小学六年生の女子、詩(ウタ)は、動物フィギュアの原型士を仕事にしているお父さんとの二人暮らし。お母さんは四年生の時に病気で亡くなっています。お父さんと二人の夕食時に、なんとなく話題にしたのが、同じクラスの転校生の男子、桐林敏(びん)のことです。どうにもトゲトゲとしたその雰囲気。話しかけられても、そっけなく、いつもイライラしているし、挨拶しても無視される。まるでトゲだらけのヤマアラシみたいだというウタの言葉に、お父さんは興味を持ち、もっと敏の話を聞かせて欲しいと言います。仕方なくウタは、毎週金曜日の夕食時にお父さんに敏の学校生活についての報告をすることにします。そんな「家庭の事情」もあって、敏のことを気にかけるようになったウタは、彼の強気の態度の裏には、サッカーが得意なことの自負があるのだと感じとります。実際、敏のボールを扱うテクニックは、サッカーに詳しくないウタの目にさえ高度なものだとわかります。けれどサッカー部に入ることもなく、どこか寂しげに一人で帰っていく様子と、普段のトゲトゲした態度とのギャップにウタは疑問を抱きます。そんな折、ウタは敏から、家族か親戚にサッカー選手はいないかと尋ねられます。長谷部選手のことを知らないウタにはわけがわかりませんが、お父さんに話すと、ますます敏に興味を持ち、敏の事情やサッカーの実力をウタに探らせようとします。そこでウタが敏にボールを一人で蹴り上げ続けるリフティングが何回できるのかと尋ねたところ、自分では数えられないから横で一緒に数えて欲しいと言われるのです。こうして土曜日の公園で、ウタは敏のリフティングの回数を数えるようになるのですが、そこから敏が、今、本格的にサッカーに取り組めない事情を知ることになります、何度か一緒にリフティングをすることで、親密になっていく敏とウタの関係は、二人が気づかないまま、クラスに波紋を呼んでいきます。教室の不穏な空気に気づいたウタは、そして敏はどうふるまったのか。やがて物語に潜められていたウタの複雑な心の事情が明らかにされていきます。

思春期物語における「ハリネズミのジレンマ」は、個性の強い物語同士ぶつかりあいから、どのように歩み寄れるか、その相互理解と協調が焦点になります。お互いのトゲをどう受け止め合うか。そのあたり多くの青春ストーリーが生まれたところです(名手、遠藤淑子さんにはそのまま『山アラシのジレンマ』というコミックもありました)。本書では、敏よりもウタの方がやっかいなトゲを持っていることが次第にわかってきます。主人公であるウタ視点の物語であるために、その点に気付かされないまま物語が進行していくあたりもポイントです。ウタは社交性が高く、友だちとも上手くやっています。一方で孤独癖があり、というより、彼女には一人でいる時間が必要なのです。両親との関係においても、ウタは親密ではあるものの、フルコンタクトは難しいのです。要は、人と親しくはしていたいが、ずっと一緒にいることは難しい、という性分なのです。なので、友だちの誘いも断りがちになるのですが、その理由は人には分かりにくいし、小学生同士の関係でその微妙なニュアンスが、なかなか理解されるとも思えません。単に避けられているとしか思えないものでしょう。それなのにウタが隠れて男子と二人で仲良くしているなんて状況は、かなり悪印象を与えることになるでしょう。「家族や友だちとであっても適切な距離をとりたい」という感覚に誰もが共感を抱くかと言われると、僕は難しいと思います。この物語、凄いと思うのは、そんな自分の感覚を紐解いて学級会で説明して理解を得るという展開です。ウタ自身もそんな自分に葛藤があり、母親の末期の際にも距離を置いてしまったことに苛まれてもいます。それを越えての帰結です。
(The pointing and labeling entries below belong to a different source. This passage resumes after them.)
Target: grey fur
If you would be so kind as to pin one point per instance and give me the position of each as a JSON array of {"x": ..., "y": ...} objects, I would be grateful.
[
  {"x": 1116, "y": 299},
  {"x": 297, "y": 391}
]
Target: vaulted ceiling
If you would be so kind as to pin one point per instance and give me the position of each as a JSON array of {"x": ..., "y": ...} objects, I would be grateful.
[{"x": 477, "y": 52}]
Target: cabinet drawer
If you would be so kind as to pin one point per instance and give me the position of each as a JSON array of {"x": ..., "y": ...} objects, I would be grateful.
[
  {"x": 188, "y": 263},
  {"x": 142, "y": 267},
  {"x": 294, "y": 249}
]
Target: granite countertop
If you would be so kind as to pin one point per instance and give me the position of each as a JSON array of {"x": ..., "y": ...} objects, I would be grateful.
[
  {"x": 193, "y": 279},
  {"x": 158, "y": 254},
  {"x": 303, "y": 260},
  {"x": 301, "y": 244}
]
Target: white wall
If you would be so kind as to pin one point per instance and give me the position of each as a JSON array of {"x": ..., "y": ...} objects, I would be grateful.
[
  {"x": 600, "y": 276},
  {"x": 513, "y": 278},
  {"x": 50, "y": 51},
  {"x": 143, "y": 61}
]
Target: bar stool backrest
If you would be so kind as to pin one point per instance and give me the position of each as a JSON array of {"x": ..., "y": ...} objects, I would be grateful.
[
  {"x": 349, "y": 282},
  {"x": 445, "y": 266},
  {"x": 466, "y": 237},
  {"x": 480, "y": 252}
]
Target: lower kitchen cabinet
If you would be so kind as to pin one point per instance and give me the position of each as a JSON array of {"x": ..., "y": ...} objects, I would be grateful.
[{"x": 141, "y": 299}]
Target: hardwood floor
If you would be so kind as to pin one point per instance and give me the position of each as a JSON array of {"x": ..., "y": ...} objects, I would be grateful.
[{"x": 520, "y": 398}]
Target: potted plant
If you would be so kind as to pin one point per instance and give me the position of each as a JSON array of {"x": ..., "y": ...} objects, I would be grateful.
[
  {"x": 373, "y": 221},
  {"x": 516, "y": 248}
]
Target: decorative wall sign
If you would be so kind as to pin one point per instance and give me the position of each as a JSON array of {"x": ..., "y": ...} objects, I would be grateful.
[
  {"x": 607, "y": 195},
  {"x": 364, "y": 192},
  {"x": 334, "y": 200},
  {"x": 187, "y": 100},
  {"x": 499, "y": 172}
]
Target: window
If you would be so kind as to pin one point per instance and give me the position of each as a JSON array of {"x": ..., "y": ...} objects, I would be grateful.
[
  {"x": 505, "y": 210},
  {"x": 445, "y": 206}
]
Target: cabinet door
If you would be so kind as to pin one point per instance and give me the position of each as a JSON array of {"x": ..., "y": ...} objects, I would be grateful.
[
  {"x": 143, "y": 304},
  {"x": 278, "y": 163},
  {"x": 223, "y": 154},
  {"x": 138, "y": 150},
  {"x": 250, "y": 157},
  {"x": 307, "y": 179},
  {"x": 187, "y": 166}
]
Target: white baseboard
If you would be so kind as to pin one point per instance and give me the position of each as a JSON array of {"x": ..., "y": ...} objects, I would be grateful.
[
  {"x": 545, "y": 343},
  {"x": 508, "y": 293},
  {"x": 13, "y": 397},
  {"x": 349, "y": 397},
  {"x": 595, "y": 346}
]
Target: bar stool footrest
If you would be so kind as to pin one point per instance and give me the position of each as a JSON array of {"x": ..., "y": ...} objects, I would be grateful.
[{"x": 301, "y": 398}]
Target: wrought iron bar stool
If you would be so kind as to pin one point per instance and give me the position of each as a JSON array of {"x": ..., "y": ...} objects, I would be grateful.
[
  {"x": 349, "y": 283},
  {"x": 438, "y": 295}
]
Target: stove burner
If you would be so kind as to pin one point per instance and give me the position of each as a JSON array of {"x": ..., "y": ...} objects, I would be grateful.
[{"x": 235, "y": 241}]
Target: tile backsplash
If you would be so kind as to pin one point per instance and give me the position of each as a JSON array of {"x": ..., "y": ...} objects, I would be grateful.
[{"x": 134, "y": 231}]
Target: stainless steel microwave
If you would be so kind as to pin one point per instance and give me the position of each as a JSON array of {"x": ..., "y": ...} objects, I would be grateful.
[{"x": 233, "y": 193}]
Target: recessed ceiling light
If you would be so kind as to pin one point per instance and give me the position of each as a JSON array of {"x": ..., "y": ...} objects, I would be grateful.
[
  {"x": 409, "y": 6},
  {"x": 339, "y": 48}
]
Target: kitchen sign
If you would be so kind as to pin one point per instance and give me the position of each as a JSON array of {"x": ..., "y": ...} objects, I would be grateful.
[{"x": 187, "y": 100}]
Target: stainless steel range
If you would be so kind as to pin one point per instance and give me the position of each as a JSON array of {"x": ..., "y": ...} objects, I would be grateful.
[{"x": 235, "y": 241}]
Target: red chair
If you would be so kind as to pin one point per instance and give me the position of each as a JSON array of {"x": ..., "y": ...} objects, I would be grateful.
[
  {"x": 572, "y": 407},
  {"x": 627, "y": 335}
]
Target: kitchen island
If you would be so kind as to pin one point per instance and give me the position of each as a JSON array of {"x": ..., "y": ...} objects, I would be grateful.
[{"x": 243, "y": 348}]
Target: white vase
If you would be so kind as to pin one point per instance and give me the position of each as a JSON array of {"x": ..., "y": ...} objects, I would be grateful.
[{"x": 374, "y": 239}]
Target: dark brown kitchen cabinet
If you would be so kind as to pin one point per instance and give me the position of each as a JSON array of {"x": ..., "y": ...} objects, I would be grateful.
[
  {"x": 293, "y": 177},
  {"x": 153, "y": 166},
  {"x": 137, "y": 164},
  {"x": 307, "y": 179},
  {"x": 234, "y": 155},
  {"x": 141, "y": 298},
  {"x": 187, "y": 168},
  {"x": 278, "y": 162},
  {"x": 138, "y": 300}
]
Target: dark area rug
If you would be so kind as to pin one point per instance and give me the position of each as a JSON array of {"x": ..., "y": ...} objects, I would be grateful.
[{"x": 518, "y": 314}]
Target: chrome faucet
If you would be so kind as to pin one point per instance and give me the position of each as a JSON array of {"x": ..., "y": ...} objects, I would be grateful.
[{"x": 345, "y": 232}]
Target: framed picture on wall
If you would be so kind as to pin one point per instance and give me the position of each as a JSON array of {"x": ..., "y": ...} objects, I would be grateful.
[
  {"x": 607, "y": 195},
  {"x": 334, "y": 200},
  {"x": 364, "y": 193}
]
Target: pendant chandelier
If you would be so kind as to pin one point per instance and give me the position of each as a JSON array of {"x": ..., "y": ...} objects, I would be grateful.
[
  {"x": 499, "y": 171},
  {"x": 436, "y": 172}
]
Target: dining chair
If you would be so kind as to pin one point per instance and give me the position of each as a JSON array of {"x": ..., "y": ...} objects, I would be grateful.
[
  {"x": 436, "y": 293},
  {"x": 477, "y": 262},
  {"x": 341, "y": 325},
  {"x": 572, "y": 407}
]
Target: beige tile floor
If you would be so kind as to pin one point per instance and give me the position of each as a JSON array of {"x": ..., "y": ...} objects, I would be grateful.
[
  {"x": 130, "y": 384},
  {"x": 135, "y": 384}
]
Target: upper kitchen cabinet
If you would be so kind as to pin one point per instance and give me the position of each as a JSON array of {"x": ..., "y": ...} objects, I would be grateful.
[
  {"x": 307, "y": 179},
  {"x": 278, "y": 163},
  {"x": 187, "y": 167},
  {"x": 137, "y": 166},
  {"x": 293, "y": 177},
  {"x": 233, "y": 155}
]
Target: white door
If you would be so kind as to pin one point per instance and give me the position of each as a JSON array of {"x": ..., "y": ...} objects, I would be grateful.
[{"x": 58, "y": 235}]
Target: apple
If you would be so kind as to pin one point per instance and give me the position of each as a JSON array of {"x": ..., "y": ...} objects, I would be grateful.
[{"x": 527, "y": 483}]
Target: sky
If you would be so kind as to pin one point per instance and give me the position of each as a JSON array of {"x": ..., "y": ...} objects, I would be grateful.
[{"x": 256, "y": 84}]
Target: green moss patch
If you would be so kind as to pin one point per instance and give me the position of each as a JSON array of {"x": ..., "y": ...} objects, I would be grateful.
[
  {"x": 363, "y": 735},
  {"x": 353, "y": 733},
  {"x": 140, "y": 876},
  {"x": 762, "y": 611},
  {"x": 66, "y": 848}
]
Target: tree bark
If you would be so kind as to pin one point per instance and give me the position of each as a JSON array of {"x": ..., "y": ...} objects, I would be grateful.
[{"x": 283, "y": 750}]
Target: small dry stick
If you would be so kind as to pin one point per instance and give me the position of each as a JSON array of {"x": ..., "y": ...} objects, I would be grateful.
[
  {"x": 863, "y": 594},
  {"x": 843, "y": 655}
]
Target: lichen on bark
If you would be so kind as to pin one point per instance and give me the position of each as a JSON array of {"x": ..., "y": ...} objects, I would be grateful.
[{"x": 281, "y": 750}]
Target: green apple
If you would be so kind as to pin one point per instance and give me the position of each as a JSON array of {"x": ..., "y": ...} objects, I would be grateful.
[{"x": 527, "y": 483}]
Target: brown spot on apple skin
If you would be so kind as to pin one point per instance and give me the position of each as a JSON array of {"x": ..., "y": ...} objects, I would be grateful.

どんな大好きな人とだって、四六時中一緒にいるのは難しいし、一人の時間を踏まえないと良好な関係を保てないものです。そんな理屈は屁理屈として容認されない世界もあります。完全に理解し合えないまでも、辛うじて容認してもらえる程度で、関係を長く続けることも選択肢の一つですね。そんな人間関係の命題を小学生にぶつけてくる地味な問題作です。それよりも気になるのは、ウタがお父さんんの影響で、敏のフィギュアを作ろうと思いたち、敏の等身バランスを知ろうと画策するあたりです。同級生が自分のフィギュアを密かに作っているという、かなり気持ち悪いシチュエーションです。下手をすれば異常者扱いされかねないところです。ここには原型士のお父さんのフィギュア作りにおける対象への関心の向け方について影響があってのことで、まずはそこからウタは説明を始めます。ラッキーなことに、ここは「話せばわかる」世界です。いや、現実では、絶対、誤解されるから伏せておいた方がいいぞ、と忠告したくなります。共生と相互理解と程よい距離感についての、実に悩ましい物語です。